ShugoArts

丸山直文
夜みる夢を構築できるか
2013年11月22日(金)- 12月21日(土)
ShugoArts


丸山 直文 Naofumi MARUYAMA
夜みる夢を構築できるか
2013, acrylic on cotton, 27.5x41cm


会 期| 2013年11月22日(金) – 12月21日(土)
開廊時間| 12:00 – 19:00
休 廊 日| 日・月曜日、祝日

丸山 直文 Naofumi MARUYAMA
hill and sheep
2013, acrylic on cotton, 181.8×227.3cm

丸山 直文 Naofumi MARUYAMA
December
2013, acrylic on cotton, 72.7x91cm


自身の内側を表現する為の絵画ではなく、「他者」と関わる事を自覚する事によって生まれる絵画。より広がりのある風通しのいい作品にしたい。

311以降という言葉はあまりにも多く使われ、ここで僕が又この言葉を繰り返す意味がどれほどのものかと思ったりします。しかしやはり語らずにはいられないのです。311は大きな衝撃でした。地震・津波・原発の事故はもとより、今まで社会に対して自分がある程度納得して理解し整理してきたものが全て裏切られ崩れ落ちていく思いでした。というか僕が全て理解していると思っていたものは僕からの一方的な視線の上で成り立っている世界でしかなかったように思います。それで世界を見るには世界の外に立って見る視線が必要なのではないかと漠然と思う様になっていきました。

それは制作に対しても影響を及ぼしました。今まで僕の内側を表出するための道具だと思われていた筆、絵具、キャンバス、また作品を鑑賞してくれるオーディエンス、それらを一度全て自分から切り離し、想像を超えた外部に存在する「他者」として捉えてみたら世界はどう見えてくるのか。その上で制作するということは何を意味するのか、またそのことにより何が立ち上がって来るのか。
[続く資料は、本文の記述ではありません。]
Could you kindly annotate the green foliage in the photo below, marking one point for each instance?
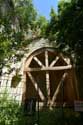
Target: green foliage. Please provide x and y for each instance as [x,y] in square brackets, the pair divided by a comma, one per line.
[8,109]
[59,116]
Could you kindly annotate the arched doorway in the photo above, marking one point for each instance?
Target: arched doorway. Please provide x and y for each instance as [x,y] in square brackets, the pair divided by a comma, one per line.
[49,77]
僕の作る作品はいつも流動的で不安定なものです。その不安に居たたまれず、ついそれを力ずくでコントロールしようとすることがあります。しかし、そうすることによって逆に自分がコントロールされてしまう。それらと自分との関係を解放してあげること快方してあげること。それによって世界を外側から読み取ることは出来ないか。考えてみればそれはただスタジオの中で夢見ているに過ぎません。往々にして絵描きは無理だと分かっていても傲慢なもので世界の有り様を描けると思ってしまうのです。

丸山直文


丸山直文は、常にステイニング(滲みやぼやかしによって描く技法)と向き合い制作しています。以前まではコットンキャンバスを、映像が投影されるスクリーンとして捉えていたならば、現在は水たまりのように捉えていると言います。風が吹けば水面は揺らぎ、雨の日にはたっぷりの水を蓄え、晴れの日が続けば消えゆく水たまり。スクリーンとは違い、支持体ですら外界との関わりによって形を変えるとき、画家は頭の中で思い描く絵画を現実に構築することができるのでしょうか。
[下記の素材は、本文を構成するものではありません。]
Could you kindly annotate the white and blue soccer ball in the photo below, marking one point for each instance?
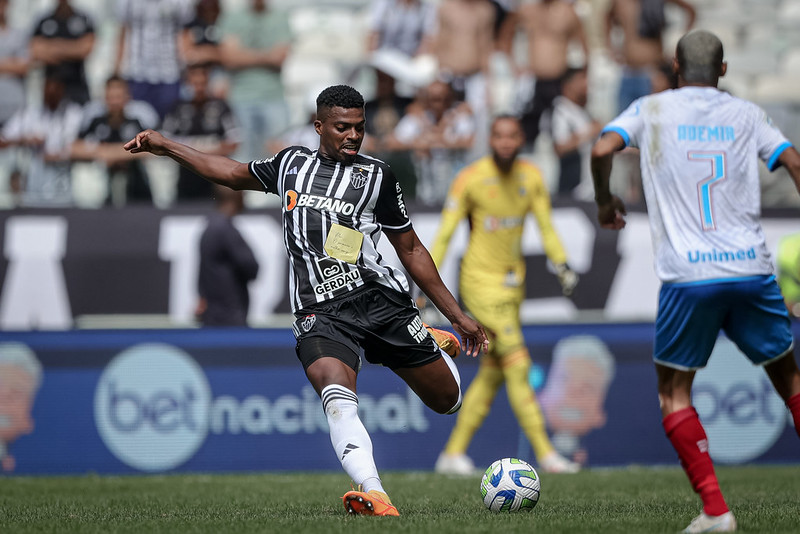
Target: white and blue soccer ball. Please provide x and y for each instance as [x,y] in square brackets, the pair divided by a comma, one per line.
[510,485]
近年の作品はより抽象的に見え、例えば描かれている家のような形も、注意深く見ていると単に記号的なしみの集まりのようで、それが果たして家なのか、家のように見える何かなのか、その瞬間だけ家に見えただけなのか、判断するのは困難です。加えて、故郷の情景や、蝶が不規則に飛び回った軌跡、誰かのお気に入りの洋服の柄、夢の中の色、のような丸山の記憶の断片、日常の欠片を、時代も場所も背景も大きさもバラバラにかき集めパッチワークのように繋ぎ合わせて、ひとつの画面に現象として定着させているかのようです。

私たちは、皮膚を隔てるとすぐその周りをぐるりと他者に囲まれて生活しています。支持体も、イメージも、環境も、あなたも、わたしも、全てのエレメントが安定しない揺らぎの中で画家は描き、他者はそれを見つめます。他者をコントロールすることはできないと言いながらも、それでも他者と自己を繋ぐものとして描き続ける画家と、画家のいう「世界」を理解することは到底できないと知りながらも、見続ける私たちの関係の矛盾性も、作品から受け取ることができるかもしれません。
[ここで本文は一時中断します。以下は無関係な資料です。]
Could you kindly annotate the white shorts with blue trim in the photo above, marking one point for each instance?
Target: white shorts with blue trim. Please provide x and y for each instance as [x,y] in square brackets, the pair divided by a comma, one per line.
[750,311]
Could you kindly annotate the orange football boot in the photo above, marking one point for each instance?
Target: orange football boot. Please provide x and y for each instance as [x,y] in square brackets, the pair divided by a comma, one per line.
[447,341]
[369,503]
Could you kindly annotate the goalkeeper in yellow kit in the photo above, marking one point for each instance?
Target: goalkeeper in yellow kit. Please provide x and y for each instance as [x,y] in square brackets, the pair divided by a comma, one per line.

丸山直文は1964年新潟県生まれ、東京を拠点に活動をしています。主な個展に2010年「透明な足」シュウゴアーツ、2009年「丸山直文–後ろの正面」目黒区美術館(東京)、主なグループ展に2012年「キュレーターからのメッセージ 2012 現代絵画のいま」兵庫県立美術館(兵庫)、2010年「椿会展2010 Trans-Figurative」資生堂ギャラリー(東京)、2006年「ベルリン–東京」Neue National galerie(ベルリン)、2005年「秘すれば花」森美術館(東京)、2003年「ハピネス:アートに見る幸福への鍵」森美術館(東京)、など。シュウゴアーツでは3年ぶりの個展となります。